Algunas personas se han permitido criticar, incluso mofarse de Morella, porque no se liberó antes de su captor, como si el pueblo venezolano en pleno no tuviera 21 años encadenado por la tiranía de un pequeño grupo. Y no han faltado, de hecho, voces que nos señalan por no haber acabado con la dictadura. La historiadora Anne Applebaum, quien ha escrito varios libros sobre las catástrofes del comunismo, acaba de estar en Venezuela, y escribió en Twitter, como primera observación producto de su visita, que “poder diagnosticar que se ha producido un asalto a la democracia no significa que sepas o puedas detenerlo”.
-Aún débiles, Morella sí hizo ruidos, que algunos vecinos oyeron y, aún así, se quedaron callados. No llamaron a la policía. Volviendo con la metáfora, todavía hay vecinos, “hermanos latinoamericanos”, que fingen no escuchar los gritos de dolor provenientes de Venezuela. Algunos tienen miles de refugiados en su territorio y todavía escogen las palabras con pinzas para no aludir a la dictadura chavista, violadora de Derechos Humanos, con los nombres que le cuadran.
-Cuando Morella por fin pudo decirles lo que le había pasado, a dos funcionarias del Instituto de la Mujer, estas no le creyeron. ¿Qué nos extraña de esto? Todavía hay gente fuera de Venezuela que no nos cree lo que está ocurriendo en el país. Todavía. Gente medianamente informada, incluso de buena fe, que no lo creen.
-La madre del criminal, una vez conocido el caso, dijo que no sabía nada, que dejaran tranquilo a su hijo. Perecen las declaraciones de la izquierda mundial respecto de los crímenes del chavismo.
-El delincuente es conocido por la opinión pública como “el gordo Mathías”. Es un sádico, un maldito cobarde, pero la gente lo alude como “el gordo”. ¿Indulgencia?, ¿blandura? No. Metáfora.
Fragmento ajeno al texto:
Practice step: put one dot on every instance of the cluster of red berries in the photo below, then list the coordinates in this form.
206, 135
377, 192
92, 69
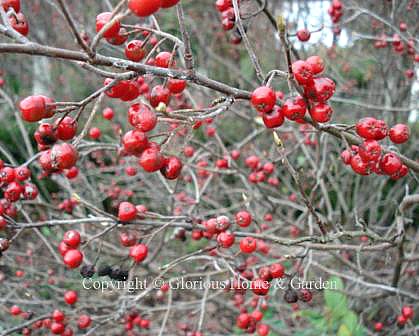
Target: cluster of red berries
72, 257
17, 20
133, 319
317, 90
368, 157
57, 324
260, 171
14, 185
228, 18
335, 12
407, 313
143, 8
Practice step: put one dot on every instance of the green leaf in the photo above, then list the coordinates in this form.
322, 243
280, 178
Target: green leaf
344, 331
351, 321
336, 301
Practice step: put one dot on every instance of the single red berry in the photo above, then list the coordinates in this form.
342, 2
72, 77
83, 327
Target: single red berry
138, 252
102, 19
135, 51
321, 112
243, 218
263, 99
66, 129
294, 108
248, 245
378, 326
223, 5
141, 117
172, 168
159, 94
302, 72
15, 4
58, 315
126, 212
108, 113
277, 270
33, 108
143, 8
72, 238
226, 239
73, 258
359, 166
19, 23
407, 312
274, 118
15, 310
399, 133
316, 64
390, 163
57, 328
369, 150
84, 321
134, 142
176, 86
70, 297
152, 160
303, 35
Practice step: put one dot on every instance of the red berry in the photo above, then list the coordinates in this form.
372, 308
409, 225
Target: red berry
399, 133
302, 72
172, 168
359, 166
134, 142
163, 59
225, 239
407, 312
135, 51
33, 108
369, 150
303, 35
66, 129
159, 94
73, 258
15, 4
57, 328
108, 113
72, 238
316, 64
263, 99
141, 117
277, 270
152, 160
294, 108
248, 245
138, 252
126, 212
321, 112
390, 163
144, 8
19, 23
274, 118
70, 297
102, 19
176, 86
243, 218
168, 3
378, 326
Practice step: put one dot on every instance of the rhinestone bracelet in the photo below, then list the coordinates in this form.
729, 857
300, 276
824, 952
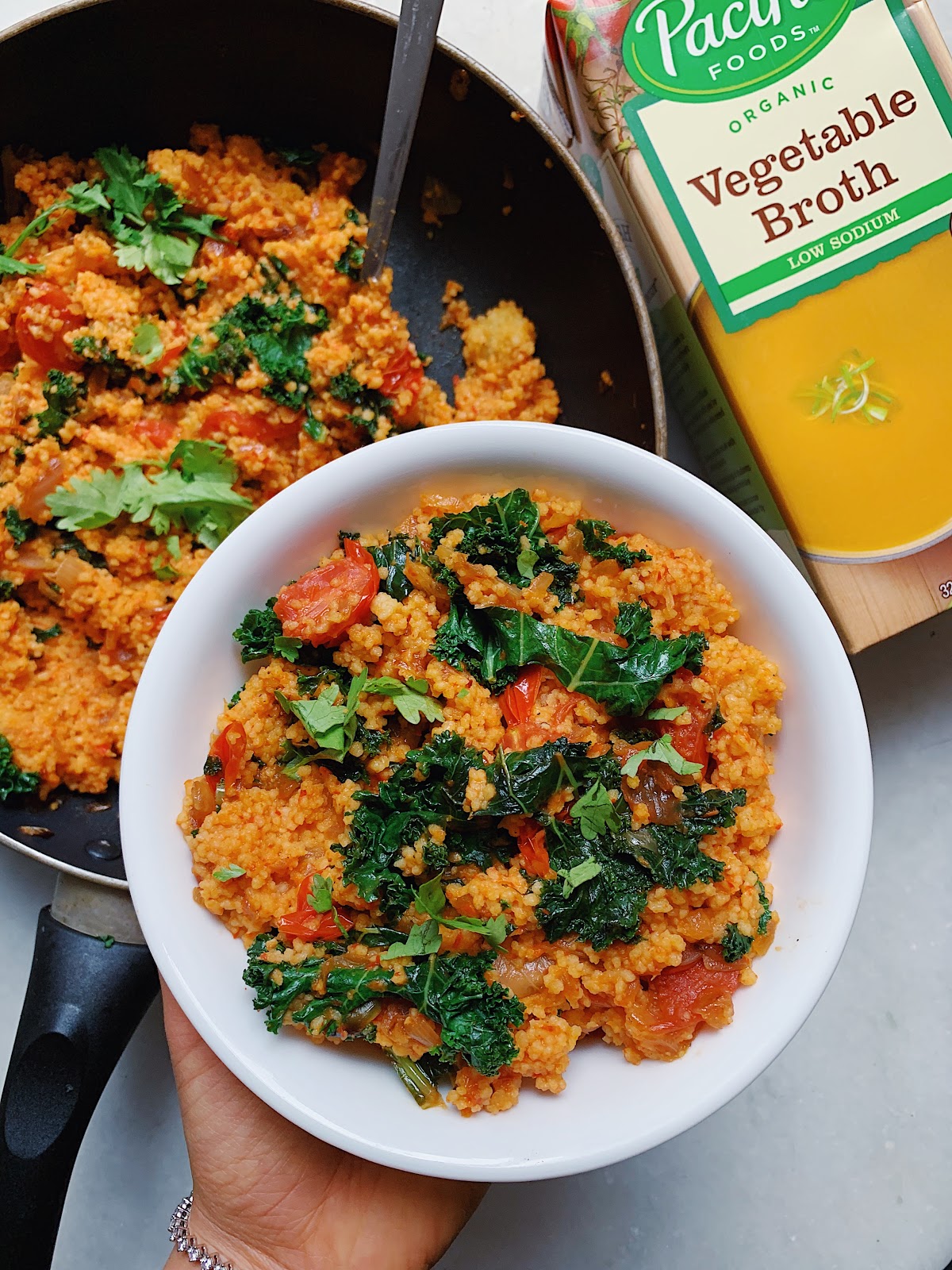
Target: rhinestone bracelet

La obesidad es el rasgo físico más sobresaliente de Nicolás Maduro, cuyo gran sobrepeso contrasta con la media venezolana en los tiempos de su hegemonía. De hecho, los vecinos que vieron a Morella el día de su liberación la describieron “sumisa, pálida y delgada”, exactamente igual que el venezolano pobre y desesperado. Cuando se apela, pues, al victimario de Morella llamándolo “Gordo Mathías” no se le está rebajando lo despreciable, se le está asimilando a otro gordo, igualmente brutal, a cuyo paso de elefante tintinean las llaves de nuestro calabozo.
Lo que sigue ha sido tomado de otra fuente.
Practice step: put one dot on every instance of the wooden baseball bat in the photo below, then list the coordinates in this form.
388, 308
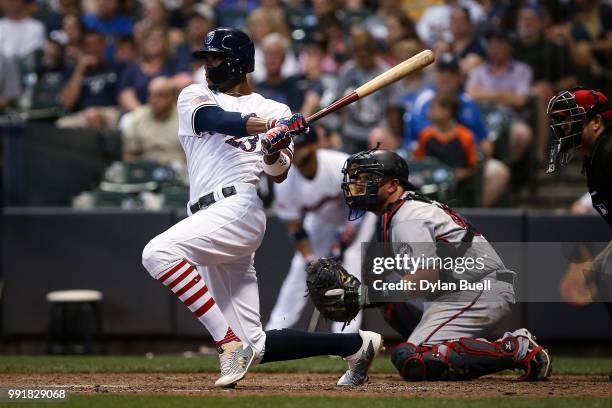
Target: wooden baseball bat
416, 62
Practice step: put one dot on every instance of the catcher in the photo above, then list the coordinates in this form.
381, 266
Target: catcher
447, 343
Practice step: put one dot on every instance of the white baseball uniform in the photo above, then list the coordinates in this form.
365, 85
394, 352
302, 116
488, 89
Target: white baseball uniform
220, 239
449, 317
319, 202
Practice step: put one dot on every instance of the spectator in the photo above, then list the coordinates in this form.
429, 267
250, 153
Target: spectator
202, 21
52, 62
71, 37
154, 61
363, 115
262, 22
434, 24
411, 86
446, 140
126, 51
151, 134
400, 28
21, 35
448, 83
377, 24
504, 84
154, 13
382, 138
9, 83
298, 92
551, 63
91, 88
465, 45
588, 36
179, 17
109, 19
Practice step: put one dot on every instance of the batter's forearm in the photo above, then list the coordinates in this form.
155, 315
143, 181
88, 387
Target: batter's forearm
256, 125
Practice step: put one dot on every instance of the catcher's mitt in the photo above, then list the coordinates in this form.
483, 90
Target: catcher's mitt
335, 292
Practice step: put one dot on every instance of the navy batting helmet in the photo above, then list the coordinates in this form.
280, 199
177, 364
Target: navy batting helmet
239, 53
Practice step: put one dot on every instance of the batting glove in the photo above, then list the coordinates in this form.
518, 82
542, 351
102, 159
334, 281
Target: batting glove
275, 139
295, 123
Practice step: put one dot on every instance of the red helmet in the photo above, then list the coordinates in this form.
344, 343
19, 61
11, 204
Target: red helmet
569, 111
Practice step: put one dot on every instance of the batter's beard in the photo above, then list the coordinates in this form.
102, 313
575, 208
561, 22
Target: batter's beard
305, 161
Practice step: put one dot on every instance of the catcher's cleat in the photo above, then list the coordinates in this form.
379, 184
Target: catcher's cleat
538, 361
235, 358
360, 362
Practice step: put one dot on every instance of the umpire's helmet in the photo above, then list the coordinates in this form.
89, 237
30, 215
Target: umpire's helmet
569, 111
361, 192
239, 53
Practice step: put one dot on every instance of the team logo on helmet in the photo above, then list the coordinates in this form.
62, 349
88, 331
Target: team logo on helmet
209, 38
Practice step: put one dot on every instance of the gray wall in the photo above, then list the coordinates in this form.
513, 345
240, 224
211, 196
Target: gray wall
48, 249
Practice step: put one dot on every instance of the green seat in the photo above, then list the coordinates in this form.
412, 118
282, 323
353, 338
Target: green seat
107, 199
137, 176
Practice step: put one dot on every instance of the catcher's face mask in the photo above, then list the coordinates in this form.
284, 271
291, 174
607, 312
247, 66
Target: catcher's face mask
362, 179
567, 120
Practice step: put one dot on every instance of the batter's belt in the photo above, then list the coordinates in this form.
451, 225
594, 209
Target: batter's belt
209, 199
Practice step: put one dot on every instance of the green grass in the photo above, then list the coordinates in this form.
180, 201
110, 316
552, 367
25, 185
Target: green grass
94, 401
131, 364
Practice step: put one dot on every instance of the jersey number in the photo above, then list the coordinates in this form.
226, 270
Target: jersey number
244, 143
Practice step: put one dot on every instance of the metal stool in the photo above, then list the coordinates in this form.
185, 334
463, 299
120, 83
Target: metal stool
76, 322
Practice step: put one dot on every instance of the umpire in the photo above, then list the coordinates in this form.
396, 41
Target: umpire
581, 119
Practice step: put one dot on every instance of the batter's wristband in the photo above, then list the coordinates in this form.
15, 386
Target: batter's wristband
270, 123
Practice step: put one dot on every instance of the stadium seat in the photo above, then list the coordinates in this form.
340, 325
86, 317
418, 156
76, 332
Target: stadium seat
76, 322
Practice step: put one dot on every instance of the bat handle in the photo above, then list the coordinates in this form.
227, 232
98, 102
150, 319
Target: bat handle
345, 100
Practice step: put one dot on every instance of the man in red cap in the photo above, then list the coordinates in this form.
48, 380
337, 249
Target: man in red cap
581, 119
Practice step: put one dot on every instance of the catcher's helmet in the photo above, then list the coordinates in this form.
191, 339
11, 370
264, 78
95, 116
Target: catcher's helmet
239, 53
569, 111
361, 192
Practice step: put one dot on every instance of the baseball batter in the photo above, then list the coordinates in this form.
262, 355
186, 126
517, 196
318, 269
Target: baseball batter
313, 207
447, 342
230, 135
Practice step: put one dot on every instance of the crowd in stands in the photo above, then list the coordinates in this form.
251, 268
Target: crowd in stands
479, 110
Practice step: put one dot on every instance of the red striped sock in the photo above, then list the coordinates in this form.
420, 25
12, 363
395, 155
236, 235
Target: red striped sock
187, 284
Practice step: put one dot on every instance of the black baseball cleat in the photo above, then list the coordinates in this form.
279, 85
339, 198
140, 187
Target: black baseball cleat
360, 362
537, 361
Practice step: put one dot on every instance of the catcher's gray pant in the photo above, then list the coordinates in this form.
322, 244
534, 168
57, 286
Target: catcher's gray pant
446, 319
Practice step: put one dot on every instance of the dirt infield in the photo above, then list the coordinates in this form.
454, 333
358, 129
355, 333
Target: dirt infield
265, 384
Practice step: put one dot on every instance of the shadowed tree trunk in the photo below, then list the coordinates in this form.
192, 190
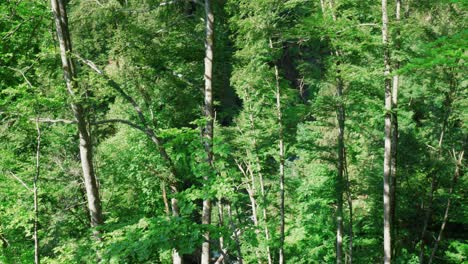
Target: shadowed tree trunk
281, 159
208, 129
388, 138
447, 207
36, 207
85, 144
395, 86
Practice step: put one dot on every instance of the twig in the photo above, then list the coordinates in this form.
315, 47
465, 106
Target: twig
21, 181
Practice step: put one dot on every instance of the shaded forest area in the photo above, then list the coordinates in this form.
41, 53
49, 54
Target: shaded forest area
233, 131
-Y, por último, lo más importante, aún debilitada, aterrada, confundida y aislada, Morella un día decidió poner fin a su prisión. Sabía que sola no podía, así que buscó ayuda. Pero, claro, el gran paso lo había dado ella. Y ahora “el gordo Mathías” está preso. Gritando amenazas y repitiendo sus viejas rutinas de circo macabro, pero preso.